Αlthough not often discussed in the English-speaking world, Tasos Leivaditis is one of the greats amongst the postwar generation of Greek writers.

Tasos Leivaditis2

He was born in Athens in 1922. In 1940 he enrolled in the Law School of the University of Athens, but at the onset of the German occupation of Greece, in 1941, he abandoned his studies and joined the Resistance and the National Liberation Front’s youth organization EPON. After the liberation, in 1944, he continued to be politically active in the Left, which led to his exile from 1945 to 1951. He first appeared to the Greek public in 1946, through the columns of the magazine Elefthera Grammata. In 1947 he coordinated the release of the literary magazine Themelio. The years 1948-1952 he was exiled in Moudros, Saint Stratis, Makronisos along with all leftist artists and thinkers, Yannis Ritsos, Aris Alexandrou, Manos Katrakis, and many others. In 1952 he published his first book of poetry, Battle at the Edge of the Night, which consists of one long account of the anguish experienced by a soldier plunged in the depths of a night battle.

His literary output is usually divided into three periods. In his first period (1952–1956), Leivaditis develops a ‘poetry of the battlefield’ informed by his commitment to the Leftist struggle during WWII and after. In the tradition of social realism, he evokes the horrors of war but also retains an optimism regarding the future. As we move towards the end of this period his poetic lens moves beyond this specific socio-economic and political reality and fictional elements are introduced as well with a simultaneous concealment of the time and place where his long narrative poems take place, allowing for his work to become somewhat more universal.

Kantata (1960)

Plans we abandoned, decisions we feared to take
What others expected, we gave them.
We should have known there was danger in that.
As well as in what those others demanded
Though we knew they were petty, we were as well.
People we met just one night, but their stares
forever defined our lives.
Words we thought of saying, but when the moment came
Surrendered to fearful silence time upon time.
They were found at the moment of climbing the stairs,
Or in a dark-laden room, as we reached for the light.
Alone in a moon-painted room or surrounded by crowds and the light.
Where can you go then? Where can you hide? What did you do
with your unforgotten life?

[Translated by Björn Thegeby] 

In his second period (1957–66), after the defeat of the Left in the civil war, existentialist concerns begin to surface and his work takes on a bleaker, more introspective tone. The poet is disenchanted, thus moving from the ‘ideal’ other/comrade to the actual one (with his compromises, his minor or major self-interests, his betrayals), as well as from the social mission from the social mission (of communism/ of revolution and poetry) to the quest of a personal identity. His book Women with Equine Eyes, 1958, was a landmark in his literary career and his turn into the introverted and existential poetry of his middle life.

Tasos Leivaditis BOOKS 1

The third period is considered a ‘period of introversion’ (1972-1988), during which he moves from realism, filtrated at this point through the lens of the previous existential period, to the reconstruction of reality through the use of his own, personal symbols, and from autobiography to the formulation of a poetic persona and reality, where times and places are interweaved in order to create a highly evocative atmosphere.

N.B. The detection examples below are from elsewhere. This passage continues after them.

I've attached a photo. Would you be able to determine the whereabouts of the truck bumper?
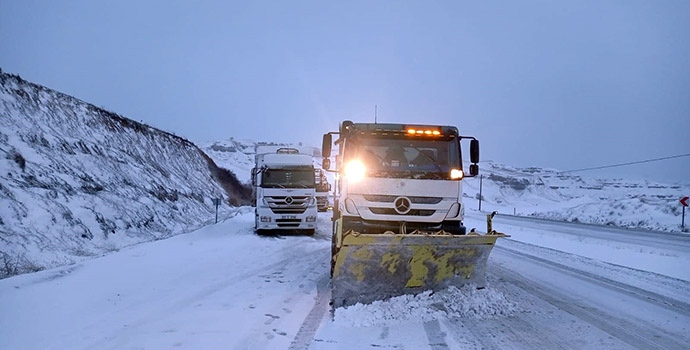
[255,206,317,230]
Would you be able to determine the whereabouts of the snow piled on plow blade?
[334,284,522,327]
[332,234,502,308]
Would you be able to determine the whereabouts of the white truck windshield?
[344,137,461,180]
[261,168,314,188]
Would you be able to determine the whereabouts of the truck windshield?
[344,137,462,180]
[261,168,314,188]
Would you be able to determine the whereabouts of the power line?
[562,153,690,173]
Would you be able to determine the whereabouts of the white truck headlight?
[345,198,359,215]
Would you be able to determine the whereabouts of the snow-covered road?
[0,208,690,350]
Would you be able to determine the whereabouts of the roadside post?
[213,198,221,224]
[680,196,690,229]
[479,175,484,211]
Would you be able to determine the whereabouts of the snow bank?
[0,73,246,278]
[334,285,519,327]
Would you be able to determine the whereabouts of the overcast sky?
[0,0,690,183]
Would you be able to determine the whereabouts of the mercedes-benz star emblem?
[393,197,411,214]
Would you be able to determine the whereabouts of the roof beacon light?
[407,129,441,136]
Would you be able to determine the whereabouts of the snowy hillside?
[464,162,690,232]
[201,137,321,183]
[0,74,243,278]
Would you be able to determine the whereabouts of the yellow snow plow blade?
[332,213,509,307]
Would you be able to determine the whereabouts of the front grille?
[266,196,311,214]
[271,208,307,214]
[364,194,443,204]
[369,208,436,216]
[276,219,302,227]
[266,196,309,207]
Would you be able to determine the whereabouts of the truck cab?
[252,146,317,235]
[323,121,479,235]
[314,169,331,211]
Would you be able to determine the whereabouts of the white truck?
[314,169,331,211]
[322,121,506,307]
[252,146,317,235]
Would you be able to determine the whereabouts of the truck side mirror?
[321,134,333,157]
[470,140,479,164]
[470,164,479,176]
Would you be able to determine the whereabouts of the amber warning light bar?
[407,129,441,136]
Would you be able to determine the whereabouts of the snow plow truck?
[322,121,507,308]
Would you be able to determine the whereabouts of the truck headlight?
[450,169,465,180]
[345,198,359,215]
[345,160,366,181]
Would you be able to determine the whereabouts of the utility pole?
[479,175,484,211]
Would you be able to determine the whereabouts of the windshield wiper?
[412,147,443,172]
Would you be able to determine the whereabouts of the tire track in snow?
[494,245,690,317]
[288,274,331,350]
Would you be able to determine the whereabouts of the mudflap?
[331,226,506,308]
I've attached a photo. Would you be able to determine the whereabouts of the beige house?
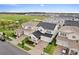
[30,22,59,43]
[56,26,79,55]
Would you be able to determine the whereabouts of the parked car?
[61,48,69,55]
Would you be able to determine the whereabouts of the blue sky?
[0,4,79,12]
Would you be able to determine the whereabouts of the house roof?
[64,20,79,27]
[37,22,56,30]
[33,31,52,38]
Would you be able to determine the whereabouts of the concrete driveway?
[29,41,48,55]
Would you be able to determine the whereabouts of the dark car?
[0,37,5,41]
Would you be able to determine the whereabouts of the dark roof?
[37,22,56,30]
[33,31,52,38]
[64,20,79,27]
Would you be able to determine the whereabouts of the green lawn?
[18,43,31,51]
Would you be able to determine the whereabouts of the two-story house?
[30,22,59,43]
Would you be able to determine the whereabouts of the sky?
[0,4,79,13]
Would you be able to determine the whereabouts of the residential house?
[15,28,24,38]
[30,22,59,43]
[56,26,79,55]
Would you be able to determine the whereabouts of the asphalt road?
[0,41,28,55]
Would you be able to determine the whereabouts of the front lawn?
[24,37,35,47]
[18,43,31,51]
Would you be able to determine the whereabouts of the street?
[0,41,28,55]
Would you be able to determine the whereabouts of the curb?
[7,40,31,55]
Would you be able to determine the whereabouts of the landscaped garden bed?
[24,37,35,47]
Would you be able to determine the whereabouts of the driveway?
[53,45,64,55]
[29,41,48,55]
[0,41,28,55]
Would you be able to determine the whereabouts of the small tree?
[22,40,25,48]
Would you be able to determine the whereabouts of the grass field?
[0,14,45,36]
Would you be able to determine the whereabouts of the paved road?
[0,41,28,55]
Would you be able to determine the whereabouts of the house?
[30,22,58,43]
[64,20,79,27]
[56,26,79,55]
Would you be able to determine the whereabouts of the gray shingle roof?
[64,20,79,27]
[37,22,56,30]
[33,31,52,38]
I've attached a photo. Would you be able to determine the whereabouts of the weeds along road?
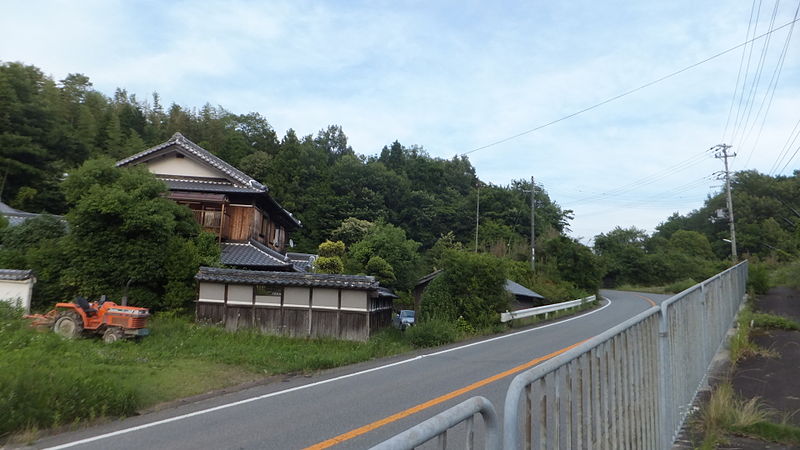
[33,291,668,450]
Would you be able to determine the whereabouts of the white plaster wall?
[283,287,308,308]
[228,284,253,305]
[146,154,225,178]
[199,282,225,303]
[342,289,367,311]
[0,280,34,314]
[311,288,339,309]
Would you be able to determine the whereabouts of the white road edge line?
[45,297,611,450]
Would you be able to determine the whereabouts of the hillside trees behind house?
[0,159,219,309]
[594,171,800,287]
[0,62,594,316]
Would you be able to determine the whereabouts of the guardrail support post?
[658,304,673,449]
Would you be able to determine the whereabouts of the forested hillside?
[594,171,800,288]
[0,63,569,254]
[0,59,800,310]
[0,63,600,307]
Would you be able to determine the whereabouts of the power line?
[742,3,800,167]
[462,19,800,156]
[722,0,756,141]
[769,119,800,175]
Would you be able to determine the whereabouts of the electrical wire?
[743,2,800,167]
[720,0,756,142]
[461,14,798,156]
[769,119,800,175]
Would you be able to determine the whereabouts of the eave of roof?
[117,133,268,192]
[220,240,292,268]
[116,132,303,227]
[195,267,379,290]
[0,269,33,281]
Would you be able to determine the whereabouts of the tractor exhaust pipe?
[122,278,133,306]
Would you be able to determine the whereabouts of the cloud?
[0,0,800,241]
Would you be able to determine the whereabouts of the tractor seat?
[75,295,97,317]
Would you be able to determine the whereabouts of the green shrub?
[317,241,344,258]
[405,319,461,347]
[747,263,769,294]
[421,250,510,328]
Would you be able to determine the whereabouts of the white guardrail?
[500,295,596,322]
[378,261,747,450]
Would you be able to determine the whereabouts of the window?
[256,285,283,297]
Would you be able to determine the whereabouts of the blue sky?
[0,0,800,242]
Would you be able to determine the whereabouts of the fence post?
[658,303,672,448]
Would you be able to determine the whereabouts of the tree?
[61,160,209,308]
[346,223,419,289]
[314,241,344,273]
[421,250,510,328]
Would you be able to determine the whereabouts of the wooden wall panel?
[311,309,337,337]
[283,308,308,337]
[225,306,253,331]
[197,302,225,323]
[255,307,284,334]
[339,311,369,341]
[226,206,255,241]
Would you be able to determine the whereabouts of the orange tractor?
[25,295,150,343]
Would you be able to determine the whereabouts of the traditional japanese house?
[117,133,301,271]
[195,267,397,341]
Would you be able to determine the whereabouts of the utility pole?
[709,144,739,263]
[531,175,536,272]
[475,180,481,253]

In the words of poet Vagia Kalfa, “throughout this course, Leivaditis moves from the idea that  the poet should be socially and politically active, and from a poetry as a personal and historical document/testimony to the idea that poetry constitutes a reflection on experience, the meaning of existence and the content of personal freedom, the limits of memory and language (second period) and then to the idea that poetry is a personal transcendence/ reconstruction of reality through dreams, memory, fantasy and the unobstructed diffusion of the one to the other against the imperatives of common sense (third period)”.

Time

Then he spoke about some key.

‘How incomprehensible it is to live,’ he said.
In an adjoining room a beautiful woman was engrossed in the
mirror.
Finally he talked about a seashore, an enigma and a sick
sleeping child.
‘And then what happened?’ I asked.
I didn’t notice that thirty years had already gone by.

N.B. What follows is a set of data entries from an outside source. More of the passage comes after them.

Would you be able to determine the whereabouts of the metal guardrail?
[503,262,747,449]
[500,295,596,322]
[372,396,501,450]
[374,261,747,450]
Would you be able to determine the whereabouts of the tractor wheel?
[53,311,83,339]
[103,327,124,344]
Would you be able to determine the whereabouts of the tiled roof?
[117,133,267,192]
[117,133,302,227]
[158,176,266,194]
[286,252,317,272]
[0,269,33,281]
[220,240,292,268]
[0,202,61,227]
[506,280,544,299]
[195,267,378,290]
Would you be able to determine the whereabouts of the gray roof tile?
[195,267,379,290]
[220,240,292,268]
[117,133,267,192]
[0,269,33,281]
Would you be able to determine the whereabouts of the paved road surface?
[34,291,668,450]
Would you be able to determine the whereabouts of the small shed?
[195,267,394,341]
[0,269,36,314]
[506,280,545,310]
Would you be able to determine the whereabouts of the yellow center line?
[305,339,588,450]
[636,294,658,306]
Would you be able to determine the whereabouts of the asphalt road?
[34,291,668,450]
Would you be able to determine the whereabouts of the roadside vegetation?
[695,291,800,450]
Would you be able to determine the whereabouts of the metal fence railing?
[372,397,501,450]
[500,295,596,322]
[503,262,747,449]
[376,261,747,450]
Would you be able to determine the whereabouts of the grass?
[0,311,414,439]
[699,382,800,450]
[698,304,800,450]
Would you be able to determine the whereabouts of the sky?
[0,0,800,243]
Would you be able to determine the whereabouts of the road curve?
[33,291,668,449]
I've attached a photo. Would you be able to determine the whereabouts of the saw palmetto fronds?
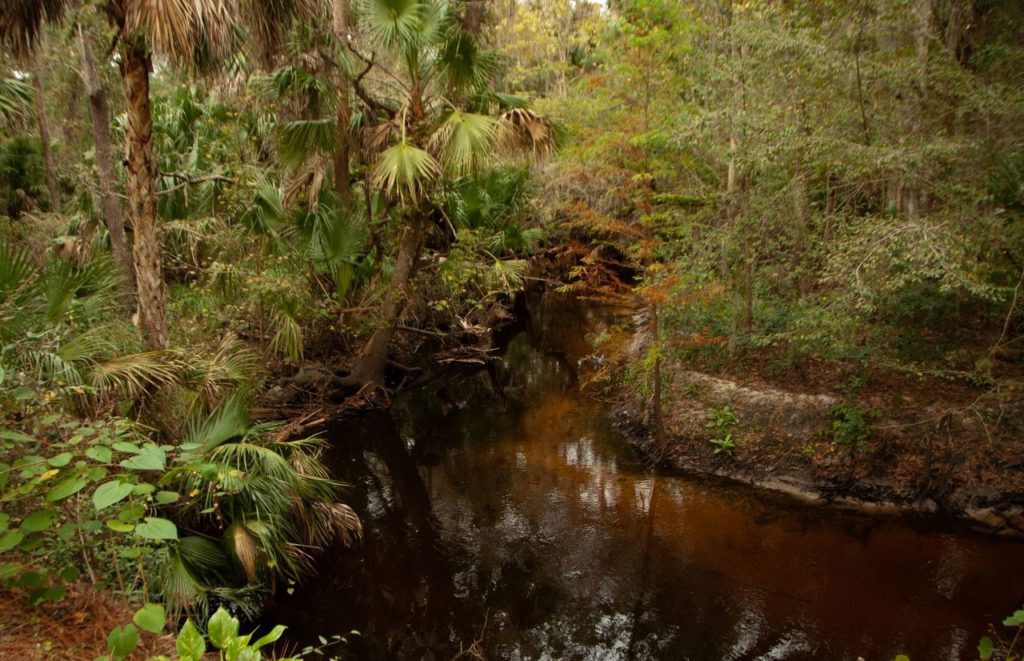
[430,111,498,175]
[374,140,441,205]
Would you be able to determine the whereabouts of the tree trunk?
[78,26,135,290]
[650,302,668,455]
[32,43,60,211]
[333,0,352,207]
[121,41,168,350]
[346,212,426,386]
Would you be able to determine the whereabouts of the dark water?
[270,299,1024,661]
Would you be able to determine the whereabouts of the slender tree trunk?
[333,0,352,207]
[32,43,60,211]
[650,302,668,455]
[347,211,426,386]
[78,26,135,290]
[121,41,168,349]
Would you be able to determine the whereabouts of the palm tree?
[76,25,135,291]
[162,397,362,622]
[348,0,554,386]
[0,0,310,349]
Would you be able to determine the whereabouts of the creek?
[267,295,1024,661]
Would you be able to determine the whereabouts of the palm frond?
[0,78,34,120]
[125,0,240,67]
[243,0,317,63]
[430,111,498,174]
[278,119,338,163]
[87,350,187,398]
[373,141,441,204]
[186,393,251,451]
[224,521,263,582]
[268,305,304,363]
[498,107,557,157]
[437,30,500,90]
[0,240,35,305]
[361,0,426,48]
[0,0,71,57]
[240,178,286,233]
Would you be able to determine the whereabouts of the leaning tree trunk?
[333,0,352,207]
[121,41,168,349]
[78,26,135,290]
[346,212,426,386]
[32,44,60,211]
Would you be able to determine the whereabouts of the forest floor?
[618,337,1024,536]
[0,585,174,661]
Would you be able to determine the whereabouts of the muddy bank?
[615,319,1024,537]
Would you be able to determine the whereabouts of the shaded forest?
[0,0,1024,659]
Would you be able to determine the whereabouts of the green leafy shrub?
[828,402,879,449]
[705,404,739,456]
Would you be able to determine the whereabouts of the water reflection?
[271,296,1024,659]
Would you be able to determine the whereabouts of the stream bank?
[615,311,1024,538]
[266,293,1022,660]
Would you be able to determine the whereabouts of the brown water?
[270,300,1024,661]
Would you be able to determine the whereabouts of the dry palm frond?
[125,0,239,67]
[498,107,555,157]
[181,333,261,407]
[241,0,317,64]
[224,521,263,581]
[267,306,304,363]
[0,0,70,57]
[88,350,187,398]
[359,114,404,160]
[0,78,34,120]
[325,502,362,547]
[285,156,329,209]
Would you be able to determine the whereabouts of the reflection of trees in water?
[282,296,1019,659]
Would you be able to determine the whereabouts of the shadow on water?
[268,298,1024,661]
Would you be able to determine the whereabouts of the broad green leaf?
[106,624,138,661]
[0,530,25,553]
[121,445,167,471]
[29,585,68,606]
[978,635,995,661]
[207,608,239,650]
[46,452,75,469]
[0,563,25,581]
[0,429,36,443]
[118,502,145,523]
[22,510,55,532]
[92,480,135,512]
[131,604,167,633]
[174,620,206,661]
[135,517,178,539]
[106,519,135,532]
[156,491,179,504]
[222,634,255,661]
[234,647,263,661]
[46,477,89,502]
[85,445,114,464]
[252,624,287,650]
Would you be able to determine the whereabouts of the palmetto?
[0,0,310,350]
[162,397,362,622]
[337,0,554,385]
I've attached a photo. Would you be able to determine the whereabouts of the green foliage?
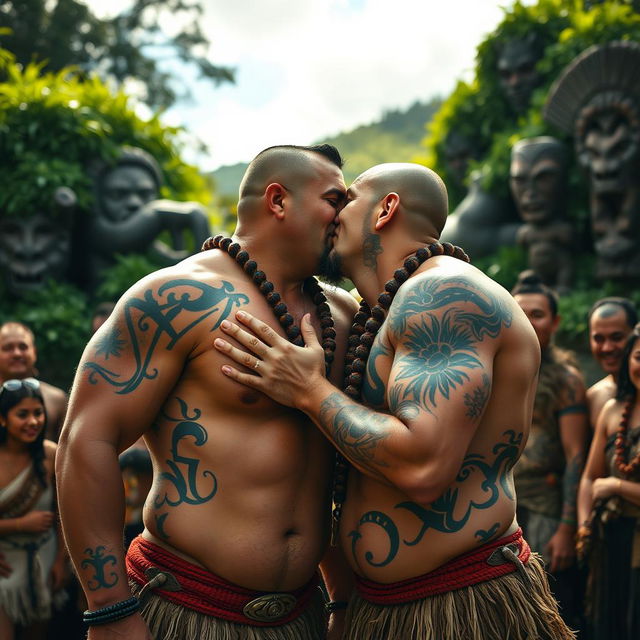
[0,51,218,386]
[422,0,640,212]
[0,53,211,215]
[0,0,234,108]
[97,255,158,302]
[0,280,91,388]
[319,98,441,184]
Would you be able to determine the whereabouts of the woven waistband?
[356,529,531,605]
[127,536,319,627]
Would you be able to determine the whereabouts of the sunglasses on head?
[2,378,40,391]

[Translated by N.N. Trakakis]

The Blind Man with the Lamp, originally published in Greek in 1983, is the first English translation of a complete collection of poetry by Leivaditis. A pioneering book of prose-poems, Leivaditis here gives powerful voice to a post-war generation divested of ideologies and illusions, imbued with the pain of loss and mourning. As Andy Jackson eloquently put it in his review, although “these poems read as merciless confrontations with the real”, “they are essentially elegies for existence”. From the onset, then, one is expecting a collection of poems about the never-ending search for whatever it is that makes us human, a poignant theme as much as it is diachronic.

Leivaditis’ lyrics were set to music by Mikis Theodorakis and Manos Loizos. In 1986 he published his book Violets for a Season which is considered his swan song. He died in Athens on October 30, 1988. After his death, his handwritten anecdotal poems were published under the title Autumn Manuscripts.